Seven women walk toward a lone pinnacle of rock on the beach. Its sharply eroded limestone, pocked and pocketed, stands almost 12 feet high. A bald eagle flaps off as we approach. The air temperature is 55 degrees Fahrenheit, water temperature is 51, and high tide is predicted for 3:08 p.m. We plan to climb onto that pinnacle of rock and perch there until the tide rises over it.

We know this won’t be easy. Randomly distributed among us, ages 30 to 80, are three damaged eyes, two cranky knees, one sore back, and in my case, a deep fear of drowning. But we help each other clamber up, each deciding for herself how deeply she is willing to be submerged.

Why are we here? Scientists generally agree that unless the world acts fast on climate change, warming water and melting continental ice will raise sea levels about three meters — almost 10 feet — by 2100. Yet in the current political climate, many continue to dismiss the scientific predictions. Even for those who accept the science, it’s hard to visualize three meters of rising water. So the seven of us are going to provide a shivering, living example of that rise. 

Alaskans and Alaskan Natives will be some of the first to experience sea level rise from climate change. Credit: Courtesy of Kathleen Dean Moore

Although rising tides are very different from rising sea levels, they are similar in one major respect. The tide will rise whether we deny it or not. The same with rising sea levels. No attack on science, no denial of global warming, no alternative facts, will hold back the sea.

So what does three meters of sea-level rise look like? How does it feel?
When you hear the tide rush up the beach, you feel unsettled, as if someone were sneaking up on you in the dark. When the tide rises to your knees, what you feel is pressure, as the sea presses your waders to your calves. When the tide rises to your waist, you start to feel cold, and you spread your arms to keep them dry, the way eagles do. When the water gets to your chest, your float-coat begins to lift, and you drive your fingers into cracks to hold yourself in place.

We laugh, but it’s a nervous laugh. There are weak jokes about the Greek hero Prometheus, condemned to spend eternity chained to a rock in the sea while an eagle eats his liver — his punishment for stealing fire from the gods.

Soon Molly, standing on the gravel, is engulfed to her shoulders.

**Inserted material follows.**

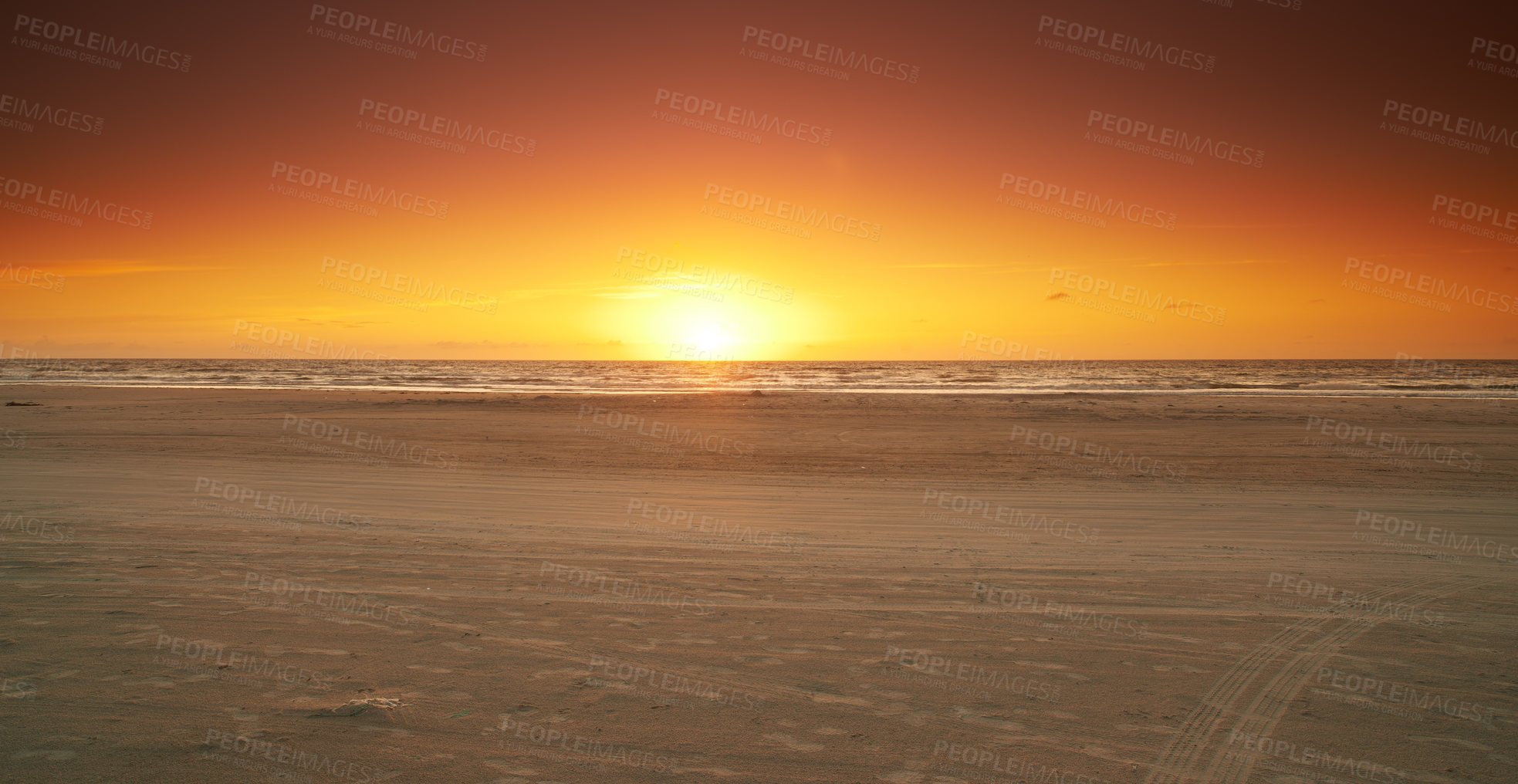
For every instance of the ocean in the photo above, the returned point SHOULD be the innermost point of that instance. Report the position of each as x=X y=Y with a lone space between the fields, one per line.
x=1412 y=378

She holds her sign higher. “SUPPORT SCIENCE or we may all go under.” I lift my sign higher too: “How high can the water go?” I learn the answer to the question as water begins to pour over the top of my waders. Before I know it, my socks are sloshing in cold saltwater.

Even for those who accept rising sea levels, it can be hard to know what that will look like. Credit: Courtesy of Kathleen Dean Moore

“Take the damn picture,” I say again, and now the question is, what was the plan to get us off this rock? We help each other climb higher on what is now a narrow pinnacle, and I tighten my grip. Our photographers turn rescuers, and we heave and flop into their boat, graceful as walruses.

It may be that Alaskans are especially nervous about sea-level rise because climate change is coming fast and furious here. With little sea ice to protect the shores, severe storms are already threatening to wash 31 Native Alaskan villages into the sea.

And we want to call attention to more than Alaska. Already, rising saltwater driven by fiercer storms is swamping land in Bangladesh, Florida, Cuba and Houston, ruining agricultural fields, flooding homes, scrabbling at the foundations of great cities, contaminating drinking water, driving climate refugees inland. There’s no denying the danger and the damage.

So here’s the biggest question: What deeper understanding, what sinking feeling, what shiver of cold up the spine is required, before people will rise like the tide against politicians and petrochemical industrialists who chain our future to the rock of fossil fuels?